The Plant: A Rising Star of Tea Florals!

As you can see in the image above, German chamomile is a rather small plant. It grows almost 4-8 inches tall and has very small flowers that grow in clusters on top of stems. This makes it unique compared to other flowering plants that are sometimes used for teas because there will be more than just one flower per bunch. In many cases, this means you get even more flavor than jasmine or rose which may only have 1-3 petals per drop of tea! The flowers themselves are white with yellow centers (looking similar to actual daisies). They can be harvested before or after the seeds have formed, but should be dried properly to stop them from going bad.

The Taste: A Different Sort of Floral Tea!

As opposed to using rose petals for a more subtle floral taste or jasmine flowers which give off a stronger honey-like flavor, German chamomile is all about an interesting and unique sort of minty taste. It's not quite a peppermint nor spearmint- it has a true herbal undertone that may be difficult to describe if you haven't tasted it before.

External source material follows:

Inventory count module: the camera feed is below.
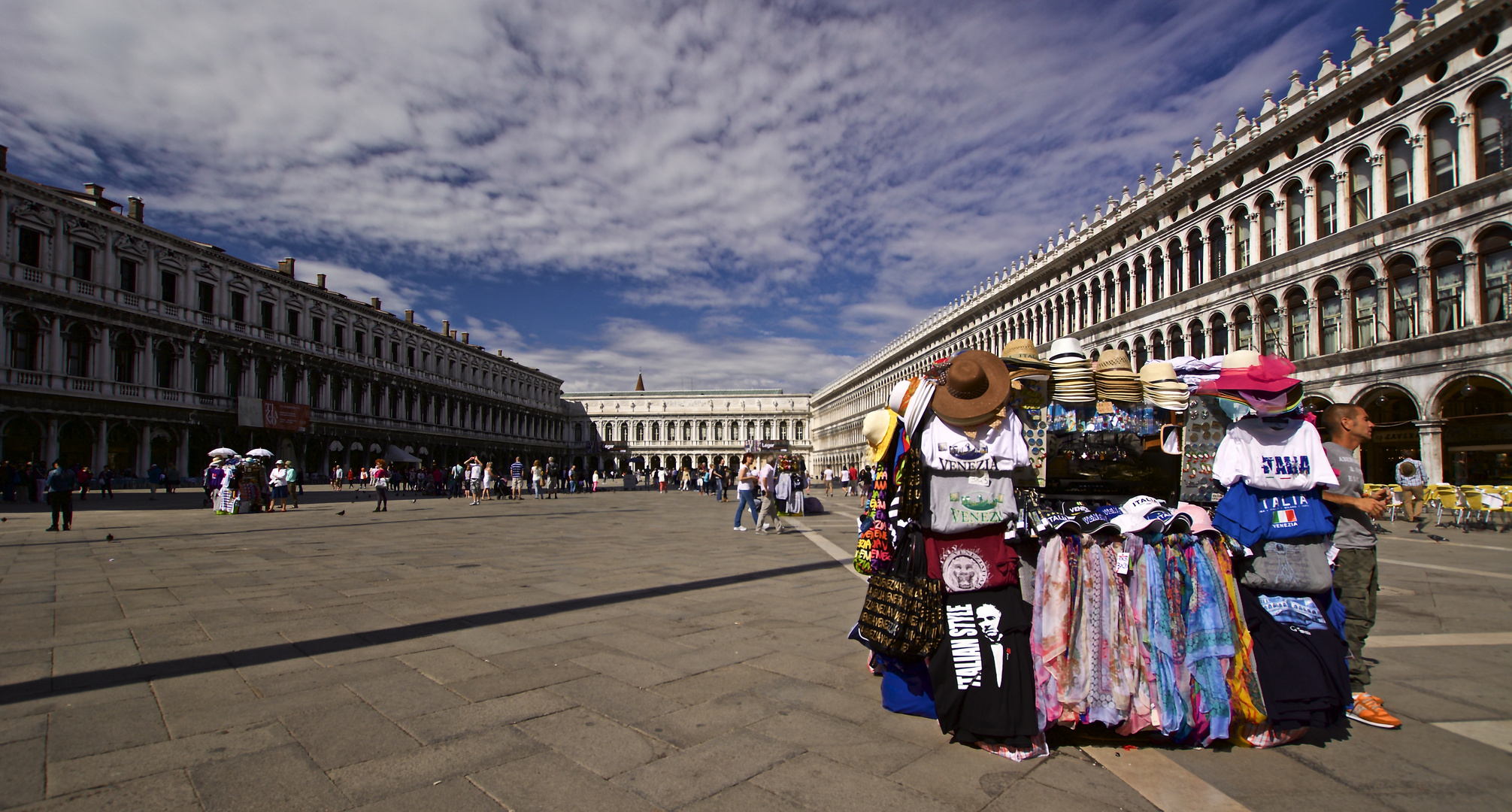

Many compare it to chamomile tea which can often have other things mixed in such as lemongrass (to give off a citrus note) or dandelion (which gives the tea a more bitter and earthy taste).

The Process: What Happens When You Make Chamomile Tea? The process of making chamomile tea can be one of the easiest for florals. Because it's milder than jasmine or rose, you don't need to go through an entire steeping process to get the most out of this herbal tea. Remember that these flowers are tiny- so if you've ever used them in anything before you might notice that they really do not hold up well when steeped in water due to being over-brewed or improperly dried and stored. We've found that the best way to make chamomile is by first bringing two cups of water to a boil. Once it's at the full rolling boil, we add in one to two teaspoons of chamomile for each cup of water (two teaspoons if you're making more than just two cups). The best part is that this only needs to be done once!

Once you've added your flowers/leaves into the boiling water, let them steep for ten minutes and then remove! Instead of steeping multiple times as you do with other teas, simply strain out the plant matter and enjoy. This can either be done by using a strainer on top of an empty cup or even getting something like a Tea Ave Stainless Steel Tea Infuser. Just remember: keep these plants fresh after they have been dried! If you're not using them immediately, store them in a sealed container and keep them somewhere dry.

Conclusion

Are You Ready for the Best Chamomile Tea? It's really hard to beat chamomile tea. After all, it has been a part of folk medicine for thousands of years and even in the modern-day, we can see why! The taste is unique yet simple and powerful- no wonder it takes over Germany each year! While you might not have known that German chamomile was an option until now, hopefully, this article gave you some insight into why this variety is worth checking out.

The fact that not many people know about it makes it worthwhile to try out and experiment on your own. If you've already tried rose or jasmine, you are most welcome to share your experience here!